Updated on 2025-08-20 GMT+08:00

Upgrading the Lite Cluster Resource Pool Driver

Scenario

If there are GPU/Ascend resources in a Lite Cluster resource pool node, and the node performance cannot meet your requirements, you can upgrade the driver to resolve known issues, improve performance, or support new functions, ensuring resource pool performance and compatibility.

ModelArts allows you to upgrade the GPU/Ascend driver of a Lite Cluster resource pool on the ModelArts console as required.

Secure Upgrade and Forcible Upgrade

There are two driver upgrade modes: secure upgrade and forcible upgrade. The following table describes the comparisons.

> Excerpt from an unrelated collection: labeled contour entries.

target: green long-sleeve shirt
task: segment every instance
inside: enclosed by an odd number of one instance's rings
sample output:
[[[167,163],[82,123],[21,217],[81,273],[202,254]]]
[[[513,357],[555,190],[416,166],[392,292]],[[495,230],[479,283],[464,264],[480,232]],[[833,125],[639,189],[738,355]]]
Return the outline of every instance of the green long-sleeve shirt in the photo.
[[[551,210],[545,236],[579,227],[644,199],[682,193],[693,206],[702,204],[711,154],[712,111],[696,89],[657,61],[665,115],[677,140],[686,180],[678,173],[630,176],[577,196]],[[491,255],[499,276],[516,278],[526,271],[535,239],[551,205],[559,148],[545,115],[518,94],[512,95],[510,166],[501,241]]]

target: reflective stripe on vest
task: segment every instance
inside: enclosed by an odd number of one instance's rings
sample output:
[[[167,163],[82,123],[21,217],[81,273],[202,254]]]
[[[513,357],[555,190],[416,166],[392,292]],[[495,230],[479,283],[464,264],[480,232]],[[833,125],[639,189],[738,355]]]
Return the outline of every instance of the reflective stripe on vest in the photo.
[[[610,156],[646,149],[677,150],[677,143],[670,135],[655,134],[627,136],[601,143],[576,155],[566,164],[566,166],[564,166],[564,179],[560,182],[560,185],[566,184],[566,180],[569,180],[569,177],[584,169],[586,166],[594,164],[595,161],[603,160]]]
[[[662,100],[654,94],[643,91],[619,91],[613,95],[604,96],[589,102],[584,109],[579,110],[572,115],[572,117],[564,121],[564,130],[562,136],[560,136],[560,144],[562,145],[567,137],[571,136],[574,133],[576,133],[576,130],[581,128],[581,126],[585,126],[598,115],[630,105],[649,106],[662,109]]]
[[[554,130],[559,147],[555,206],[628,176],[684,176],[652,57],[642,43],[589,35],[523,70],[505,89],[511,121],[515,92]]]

Table 1 Secure upgrade and forcible upgrade

Item

Secure Upgrade

Forcible Upgrade

Introduction

Upgrade the driver when the node is idle, which does not affect running tasks. The smooth upgrade reduces the impact on services.

After the upgrade starts, the nodes will be isolated (new jobs cannot be delivered). Only after the existing jobs on the node are complete will the upgrade be performed. This may take a rather long time as existing jobs must be completed first.

Running tasks on the node will be ignored and the driver will be directly upgraded.

This upgrade mode is fast as you do not need to wait until the node is idle.

Scenario

Non-urgent and gradual upgrade

Urgent and fast upgrade

Precautions

The upgrade period is rather long as nodes must be idle first. Before the upgrade, plan the node idle time to reduce the impact on services.

Running tasks may be interrupted or fail. Exercise caution when using this mode.

Notes and Constraints

  • The target Lite Cluster resource pool must be running and contains GPU or Ascend resources.
  • To perform the upgrade, you need to restart the node, which is recommended to be performed during off-peak hours to avoid affecting running tasks. You can view the node usage on the Node Management page of the resource pool details page.

    Upgrading the driver will restart the node, which may result in the loss of any customized configurations made on the host.

Upgrading the GPU/Ascend Driver in a Lite Cluster Resource Pool

  1. Log in to the ModelArts console. In the navigation pane on the left, choose Lite Cluster under Resource Management. In the resource pool list, locate the target resource pool, and choose > Upgrade Driver.

    Alternatively, click the resource pool name in the list to access its details page. In the navigation pane on the left, choose Node Pool Management. Locate the target node pool and choose More > Upgrade Driver in the Operation column.

  2. In the displayed dialog box, you can view the driver type, number of instances, current version, target version, upgrade mode, upgrade scope, and rolling switch of the Lite Cluster resource pool. Set the parameters by referring to Table 2.
    Table 2 Parameters

    Parameter

    Description

    Target Version

    Choose the target version from the drop-down list.

    The driver of the added nodes may not be that of the existing nodes. Select the current driver version for Target Version. After the upgrade, all nodes will be upgraded to the same version

    Upgrade Mode

    Select Secure upgrade or Forcible upgrade. For details about the differences, see Secure Upgrade and Forcible Upgrade.

    • Secure upgrade: Perform the upgrade when no job is running on the node. The upgrade may take a long time.
    • Forcible upgrade: Ignore the running jobs and perform the upgrade directly. This may cause the running jobs to fail.

    Rolling

    Once enabled, you can upgrade the driver in rolling mode.

    Rolling upgrade is a gradual instance replacement method that applies to scenarios where service continuity is required. Instances are upgraded in batches to ensure that some instances are running properly during the upgrade, reducing the downtime.

    Nodes with abnormal drivers will be upgraded during a rolling upgrade, just like other nodes.

    Rolling Mode

    Currently, By node percentage and By instance quantity are supported.

    • By node percentage: The number of instances to be upgraded is the percentage multiplied by the total number of instances in the resource pool.
    • By instance quantity: The number of instances to be upgraded is the value of this parameter.

    For different upgrade modes, the policies for upgrading nodes are different.

    • If Secure upgrade is selected, the instances without services are upgraded.

      To check whether a node has any service, go to the resource pool details page. In the Nodes tab, check whether all GPUs and Ascend chips are available. If yes, the node has no services.

    • If Forcible upgrade is selected, random instances are upgraded.

    Node Percentage

    Set this parameter if Rolling Mode is set to By node percentage. The number of instances to be upgraded in each batch = The value of By node percentage x Total number of instances in the resource pool.

    Instances

    Set this parameter if Rolling Mode is set to By instance quantity.

    Figure 1 Upgrading a driver

  3. Click OK to start the driver upgrade.

    In the resource pool list, locate the target resource pool, and choose > Upgrade Driver. On the displayed page, check whether the current version is the target version. If yes, the driver is upgraded.